But when the team of journalists went to Rollins’ house to know her side of the story, she reportedly told them, “So the rantings of a White woman get you here and scare my children? Get off our private property, and I swear to God, I'm dead serious. I will find your name.” She continued, “My kids are inside,” before asking the team how they got to know where she lived and when they informed her that her address is on public record, she responded: “That's unbelievable. So as a Black woman, in this moment in this country, you're going to put my f**king house on screen?”

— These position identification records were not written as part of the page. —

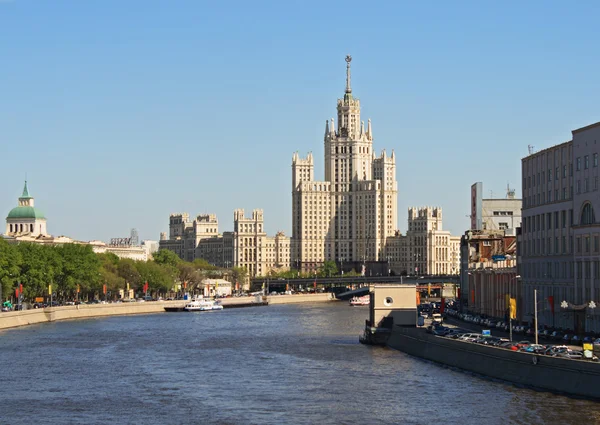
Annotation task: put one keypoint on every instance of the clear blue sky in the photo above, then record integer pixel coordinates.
(121, 112)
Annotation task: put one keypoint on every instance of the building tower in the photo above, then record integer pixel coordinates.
(134, 238)
(25, 219)
(347, 217)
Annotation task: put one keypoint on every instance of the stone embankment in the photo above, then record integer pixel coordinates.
(30, 317)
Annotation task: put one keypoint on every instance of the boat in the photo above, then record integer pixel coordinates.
(203, 304)
(358, 301)
(393, 322)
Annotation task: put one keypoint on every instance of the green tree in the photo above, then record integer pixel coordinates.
(39, 268)
(328, 269)
(239, 275)
(164, 256)
(160, 278)
(80, 266)
(127, 270)
(10, 262)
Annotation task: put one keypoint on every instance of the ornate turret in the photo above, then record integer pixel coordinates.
(25, 218)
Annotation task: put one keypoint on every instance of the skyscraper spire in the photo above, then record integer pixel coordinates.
(348, 87)
(25, 191)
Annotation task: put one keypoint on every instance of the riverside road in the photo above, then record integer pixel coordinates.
(281, 364)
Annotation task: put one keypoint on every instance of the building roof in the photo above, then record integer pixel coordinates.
(26, 212)
(587, 127)
(25, 194)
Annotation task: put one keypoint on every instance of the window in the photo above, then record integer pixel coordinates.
(587, 215)
(587, 244)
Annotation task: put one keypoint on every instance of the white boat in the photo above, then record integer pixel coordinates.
(202, 304)
(358, 301)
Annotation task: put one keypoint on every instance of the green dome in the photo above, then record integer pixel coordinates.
(25, 212)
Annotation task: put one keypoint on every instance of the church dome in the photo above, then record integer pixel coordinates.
(25, 212)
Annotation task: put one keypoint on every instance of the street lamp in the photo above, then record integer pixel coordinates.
(510, 308)
(591, 305)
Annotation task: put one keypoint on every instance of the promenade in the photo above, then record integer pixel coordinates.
(84, 311)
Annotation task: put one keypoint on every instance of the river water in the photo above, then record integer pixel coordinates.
(284, 364)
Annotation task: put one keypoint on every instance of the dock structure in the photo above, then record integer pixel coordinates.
(389, 305)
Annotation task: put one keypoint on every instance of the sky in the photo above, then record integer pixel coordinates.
(119, 113)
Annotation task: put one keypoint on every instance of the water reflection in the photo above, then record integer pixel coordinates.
(280, 364)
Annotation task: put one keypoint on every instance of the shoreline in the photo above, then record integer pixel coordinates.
(15, 319)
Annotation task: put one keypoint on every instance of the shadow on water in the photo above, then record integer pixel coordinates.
(279, 364)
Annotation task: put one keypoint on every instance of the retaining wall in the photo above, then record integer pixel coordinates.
(29, 317)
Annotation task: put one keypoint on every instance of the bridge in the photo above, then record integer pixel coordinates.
(347, 287)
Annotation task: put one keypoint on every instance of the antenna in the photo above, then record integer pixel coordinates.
(135, 239)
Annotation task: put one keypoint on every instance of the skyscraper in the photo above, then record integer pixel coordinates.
(348, 216)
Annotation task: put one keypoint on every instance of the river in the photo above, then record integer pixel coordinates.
(284, 364)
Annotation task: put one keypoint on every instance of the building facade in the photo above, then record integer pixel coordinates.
(247, 246)
(560, 237)
(425, 249)
(25, 219)
(494, 213)
(349, 215)
(490, 274)
(27, 224)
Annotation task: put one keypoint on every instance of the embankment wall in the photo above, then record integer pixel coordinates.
(30, 317)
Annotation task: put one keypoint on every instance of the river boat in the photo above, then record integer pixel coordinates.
(360, 301)
(203, 304)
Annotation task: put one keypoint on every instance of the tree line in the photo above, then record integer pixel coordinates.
(74, 270)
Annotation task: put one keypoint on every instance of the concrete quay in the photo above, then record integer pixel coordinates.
(15, 319)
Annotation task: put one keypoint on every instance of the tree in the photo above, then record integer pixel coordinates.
(10, 262)
(80, 266)
(129, 272)
(160, 278)
(328, 269)
(39, 267)
(164, 256)
(239, 275)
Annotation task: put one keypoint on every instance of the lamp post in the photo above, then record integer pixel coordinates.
(510, 308)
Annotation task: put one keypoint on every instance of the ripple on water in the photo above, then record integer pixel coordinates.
(274, 365)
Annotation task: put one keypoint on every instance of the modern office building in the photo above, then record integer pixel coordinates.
(348, 216)
(560, 240)
(494, 213)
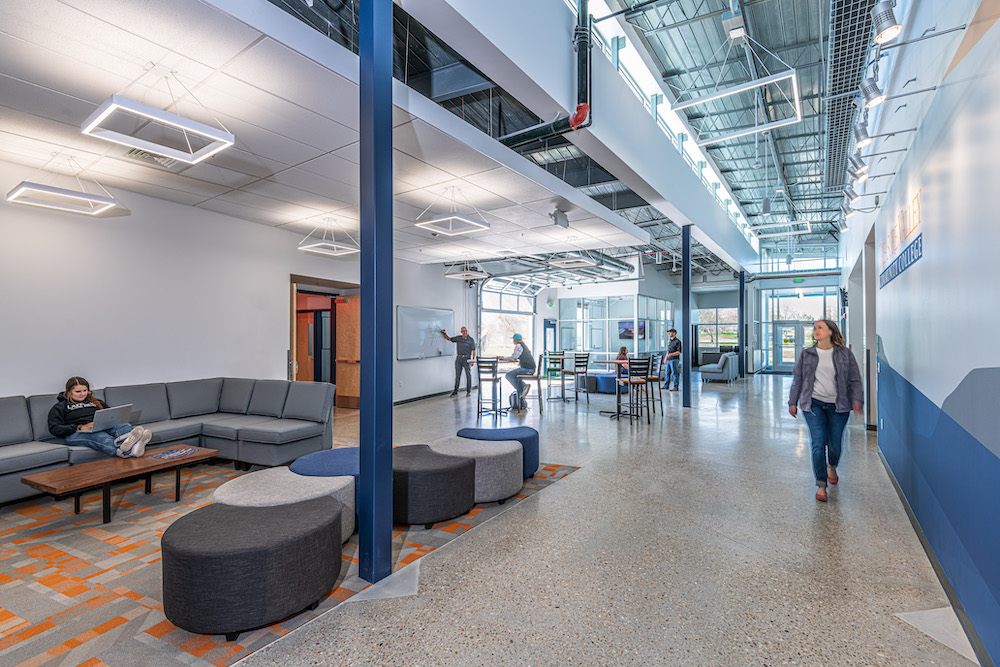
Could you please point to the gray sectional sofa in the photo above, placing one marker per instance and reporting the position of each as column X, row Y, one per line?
column 726, row 370
column 263, row 422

A journalist then tried to calm Rollins down and told her, “No, no, no, ma'am, we're just here approaching you to ask you a question” and “never even knocked on the door”. But the attorney said, “Get away from my family. Speak to me at my job. If I get hurt or harmed because of this, you are on the record for that, or my kids are f**king killed. Who do you think you are? This is private property. Get out of here. You know what I'll do? I'll call the police on you and make an allegation, and we'll see how that works for you.”



 

The resurfaced video by Fox in a Thursday afternoon, December 9, report then showed a cop intervening and asking the reporters to step back for the kids. It also showed Rollins going back to her car as the clip ends. The same footage has made its way to Twitter with a number of people reacting to it. A user tweeted, “She admitted on video that she is going to make a false allegation to the police, pretty sure that’s enough to get her law license revoked.” Another user commented, “I hope she feels that way about everyone's privacy. Doxxing is a terrible thing. Bothering people at their homes should be off limits.” “What's awesome about a public servant threatening someone with the police when no crime has been committed?” a tweet added.